The evaluation demonstrates that the proposed agent outperforms human-written articles across all assessed rubric dimensions, with the most substantial gains in transparency and claim alignment. While the agent shows a clear advantage in analytical genres, its performance in highly designed editorial styles is comparable to human baselines. Overall, human reviewers expressed a strong preference for the agent's output over human references. The agent achieves higher mean scores than human authors across all five rubric dimensions, particularly excelling in transparency and claim alignment. Performance gaps are wider for analytical sources like economics and community datasets compared to highly curated editorial pieces where results are similar. A significant majority of reviewers preferred the agent-generated articles in pairwise comparisons, aligning with the quantitative rubric scores.

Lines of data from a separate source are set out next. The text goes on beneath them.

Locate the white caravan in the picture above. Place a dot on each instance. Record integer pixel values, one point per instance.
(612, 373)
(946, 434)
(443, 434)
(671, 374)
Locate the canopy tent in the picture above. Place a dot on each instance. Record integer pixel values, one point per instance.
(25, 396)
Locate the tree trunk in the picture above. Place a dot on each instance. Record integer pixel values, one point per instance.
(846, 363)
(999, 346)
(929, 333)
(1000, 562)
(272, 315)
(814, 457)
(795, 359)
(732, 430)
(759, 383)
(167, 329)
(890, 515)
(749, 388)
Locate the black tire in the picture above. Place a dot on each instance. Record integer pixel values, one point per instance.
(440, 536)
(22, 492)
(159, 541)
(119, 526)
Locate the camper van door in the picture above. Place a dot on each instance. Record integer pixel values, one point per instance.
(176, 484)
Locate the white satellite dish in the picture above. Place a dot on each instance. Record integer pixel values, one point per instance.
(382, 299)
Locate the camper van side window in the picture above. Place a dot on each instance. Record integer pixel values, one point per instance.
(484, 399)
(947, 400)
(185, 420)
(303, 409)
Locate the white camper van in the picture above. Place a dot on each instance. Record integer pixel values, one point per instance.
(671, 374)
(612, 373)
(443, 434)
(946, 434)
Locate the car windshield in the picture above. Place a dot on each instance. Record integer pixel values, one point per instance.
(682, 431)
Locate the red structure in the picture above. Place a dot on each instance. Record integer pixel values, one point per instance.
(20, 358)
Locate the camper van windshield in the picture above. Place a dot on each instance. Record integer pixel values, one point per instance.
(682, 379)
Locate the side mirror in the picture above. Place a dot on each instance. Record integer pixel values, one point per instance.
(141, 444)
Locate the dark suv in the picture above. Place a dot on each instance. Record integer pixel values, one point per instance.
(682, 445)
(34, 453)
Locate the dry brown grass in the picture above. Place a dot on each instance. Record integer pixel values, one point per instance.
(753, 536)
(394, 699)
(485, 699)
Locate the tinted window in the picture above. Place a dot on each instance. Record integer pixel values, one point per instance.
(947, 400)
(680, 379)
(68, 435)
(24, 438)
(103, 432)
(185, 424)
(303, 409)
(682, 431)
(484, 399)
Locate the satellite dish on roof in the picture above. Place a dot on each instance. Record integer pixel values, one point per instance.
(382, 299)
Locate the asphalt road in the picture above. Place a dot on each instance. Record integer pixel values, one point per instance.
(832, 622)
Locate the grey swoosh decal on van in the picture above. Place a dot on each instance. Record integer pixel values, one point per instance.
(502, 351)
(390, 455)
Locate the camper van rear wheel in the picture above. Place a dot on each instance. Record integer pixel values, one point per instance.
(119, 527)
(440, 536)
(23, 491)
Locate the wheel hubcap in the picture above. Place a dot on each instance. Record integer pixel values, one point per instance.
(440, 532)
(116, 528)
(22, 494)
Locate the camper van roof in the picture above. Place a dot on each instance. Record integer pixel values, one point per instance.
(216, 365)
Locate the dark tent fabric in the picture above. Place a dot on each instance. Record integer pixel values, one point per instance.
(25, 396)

The human evaluation demonstrates that the agent-generated articles outperform human-written counterparts across all assessed quality dimensions. The most significant advantage appears in transparency and claim-data alignment, while visual design shows the smallest gap. When broken down by publication style, the agent maintains a clear lead in analytical and community-driven sources but matches human performance in highly curated, long-form editorial pieces. Overall, a majority of reviewers preferred the agent's work, aligning with the dimensional scoring trends. The agent surpasses human authors on every rubric dimension, with transparency showing the largest advantage. Performance varies by source type, excelling in analytical formats but tying with humans in highly designed editorial pieces. Holistic reader preference strongly favors the agent, consistent with the per-dimension evaluation results.

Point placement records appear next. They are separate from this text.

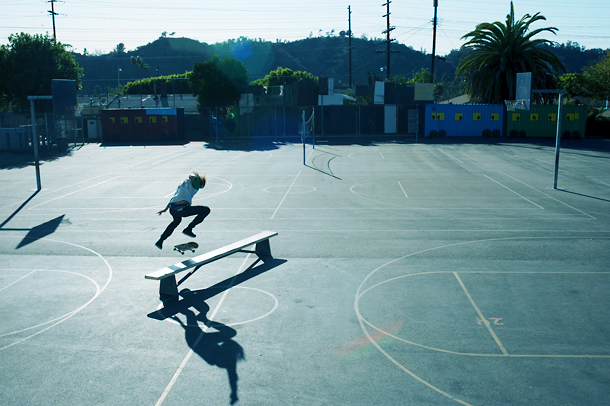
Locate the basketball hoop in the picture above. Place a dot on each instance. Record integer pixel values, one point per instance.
(511, 105)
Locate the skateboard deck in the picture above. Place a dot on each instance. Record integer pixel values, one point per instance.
(181, 248)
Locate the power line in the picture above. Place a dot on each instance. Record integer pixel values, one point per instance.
(53, 14)
(388, 40)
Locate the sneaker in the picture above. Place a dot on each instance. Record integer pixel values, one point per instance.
(189, 232)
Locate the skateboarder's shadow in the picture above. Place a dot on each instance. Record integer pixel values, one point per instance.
(216, 348)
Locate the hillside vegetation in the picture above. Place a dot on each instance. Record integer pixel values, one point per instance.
(322, 56)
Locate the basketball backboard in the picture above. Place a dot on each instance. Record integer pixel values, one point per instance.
(524, 90)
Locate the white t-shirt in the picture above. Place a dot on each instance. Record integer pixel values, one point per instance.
(185, 191)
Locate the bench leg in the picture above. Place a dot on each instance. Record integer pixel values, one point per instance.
(167, 286)
(263, 250)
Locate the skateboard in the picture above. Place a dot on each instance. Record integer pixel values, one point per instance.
(185, 247)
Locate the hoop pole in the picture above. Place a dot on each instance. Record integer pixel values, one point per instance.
(35, 140)
(303, 135)
(558, 137)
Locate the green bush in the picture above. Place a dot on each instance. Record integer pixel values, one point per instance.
(176, 84)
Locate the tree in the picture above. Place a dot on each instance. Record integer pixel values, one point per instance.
(28, 64)
(499, 51)
(284, 76)
(139, 62)
(597, 79)
(217, 83)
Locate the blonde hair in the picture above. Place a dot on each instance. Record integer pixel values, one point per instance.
(201, 179)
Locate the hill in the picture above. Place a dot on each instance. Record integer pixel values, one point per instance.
(321, 56)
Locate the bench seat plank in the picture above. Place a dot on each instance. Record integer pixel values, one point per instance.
(210, 256)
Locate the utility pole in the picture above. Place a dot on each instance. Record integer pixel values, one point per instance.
(349, 46)
(53, 14)
(435, 3)
(388, 40)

The study evaluates the textual composition and claim coverage of an AI agent against human data journalists. Results indicate that the agent writes in a more granular style, utilizing a higher volume of shorter sentences. In terms of content alignment, the agent effectively captures a majority of the claims presented in human-written articles, though it also generates a significant number of unique claims not found in the human references. The agent generates articles with a higher frequency of shorter sentences compared to human counterparts. The agent successfully covers a substantial portion of the claims made by human journalists across different publication sources. Coverage gaps vary by source, with the agent capturing the most human claims in brief-style articles while introducing many unique insights.

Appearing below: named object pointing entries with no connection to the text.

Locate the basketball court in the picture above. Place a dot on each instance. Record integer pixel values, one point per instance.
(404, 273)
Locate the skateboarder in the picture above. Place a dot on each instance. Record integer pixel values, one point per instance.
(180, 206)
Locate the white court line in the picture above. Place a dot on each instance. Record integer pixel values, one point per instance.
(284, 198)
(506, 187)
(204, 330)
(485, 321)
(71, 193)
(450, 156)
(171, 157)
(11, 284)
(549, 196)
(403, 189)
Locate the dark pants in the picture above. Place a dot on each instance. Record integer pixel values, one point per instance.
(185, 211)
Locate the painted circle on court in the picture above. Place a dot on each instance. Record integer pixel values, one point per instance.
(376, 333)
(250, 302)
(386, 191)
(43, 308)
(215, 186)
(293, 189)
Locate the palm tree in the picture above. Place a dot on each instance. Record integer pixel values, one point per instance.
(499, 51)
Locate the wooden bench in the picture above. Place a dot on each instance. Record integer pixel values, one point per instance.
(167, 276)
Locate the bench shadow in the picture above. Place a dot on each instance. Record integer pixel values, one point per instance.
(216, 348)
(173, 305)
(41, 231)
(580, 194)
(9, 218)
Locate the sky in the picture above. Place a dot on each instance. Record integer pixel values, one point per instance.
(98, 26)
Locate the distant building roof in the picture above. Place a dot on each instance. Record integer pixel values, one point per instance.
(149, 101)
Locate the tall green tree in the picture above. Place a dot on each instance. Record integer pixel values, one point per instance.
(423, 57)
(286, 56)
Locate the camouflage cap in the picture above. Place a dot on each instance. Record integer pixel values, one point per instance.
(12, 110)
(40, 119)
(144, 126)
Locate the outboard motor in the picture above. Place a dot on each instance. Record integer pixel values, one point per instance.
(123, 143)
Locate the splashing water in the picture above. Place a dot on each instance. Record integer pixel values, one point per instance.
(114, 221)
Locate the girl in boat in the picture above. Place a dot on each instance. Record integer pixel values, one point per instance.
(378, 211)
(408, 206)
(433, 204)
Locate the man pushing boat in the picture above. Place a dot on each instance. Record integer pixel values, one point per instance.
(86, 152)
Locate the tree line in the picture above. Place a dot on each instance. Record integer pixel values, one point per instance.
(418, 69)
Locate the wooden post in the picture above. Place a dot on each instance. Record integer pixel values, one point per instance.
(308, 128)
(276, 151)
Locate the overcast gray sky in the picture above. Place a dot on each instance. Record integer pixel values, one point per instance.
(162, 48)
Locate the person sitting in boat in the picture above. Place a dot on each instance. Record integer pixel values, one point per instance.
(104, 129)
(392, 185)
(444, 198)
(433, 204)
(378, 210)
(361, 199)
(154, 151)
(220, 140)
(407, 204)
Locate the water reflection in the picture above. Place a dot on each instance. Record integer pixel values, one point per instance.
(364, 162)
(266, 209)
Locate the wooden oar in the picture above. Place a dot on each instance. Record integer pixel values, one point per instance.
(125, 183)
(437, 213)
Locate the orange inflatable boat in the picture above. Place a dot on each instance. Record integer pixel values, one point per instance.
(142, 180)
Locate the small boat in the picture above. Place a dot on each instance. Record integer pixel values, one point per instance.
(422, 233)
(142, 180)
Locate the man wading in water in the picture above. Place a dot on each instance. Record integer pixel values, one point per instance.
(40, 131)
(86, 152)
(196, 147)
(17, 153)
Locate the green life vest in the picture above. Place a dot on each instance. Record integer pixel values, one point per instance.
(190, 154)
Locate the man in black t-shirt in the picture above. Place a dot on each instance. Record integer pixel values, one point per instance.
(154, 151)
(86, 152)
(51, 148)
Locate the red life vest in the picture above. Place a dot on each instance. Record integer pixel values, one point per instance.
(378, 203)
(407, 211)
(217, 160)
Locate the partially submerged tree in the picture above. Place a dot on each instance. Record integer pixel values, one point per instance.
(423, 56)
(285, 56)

The evaluation compares AI-generated articles against human-written data journalism pieces across multiple quality rubrics, publication formats, and stylistic analyses to validate the agent's compositional accuracy, transparency, and overall journalistic quality. Results demonstrate that the agent consistently surpasses human baselines across all assessed dimensions, with the Inspector feature driving notable improvements in claim alignment and analytical rigor. While the agent excels in data-driven and community-focused formats, it closely matches human performance in highly curated editorial styles. Overall, reviewers strongly preferred the agent's output, which features a more granular writing style, comprehensive claim coverage, and the generation of valuable unique insights.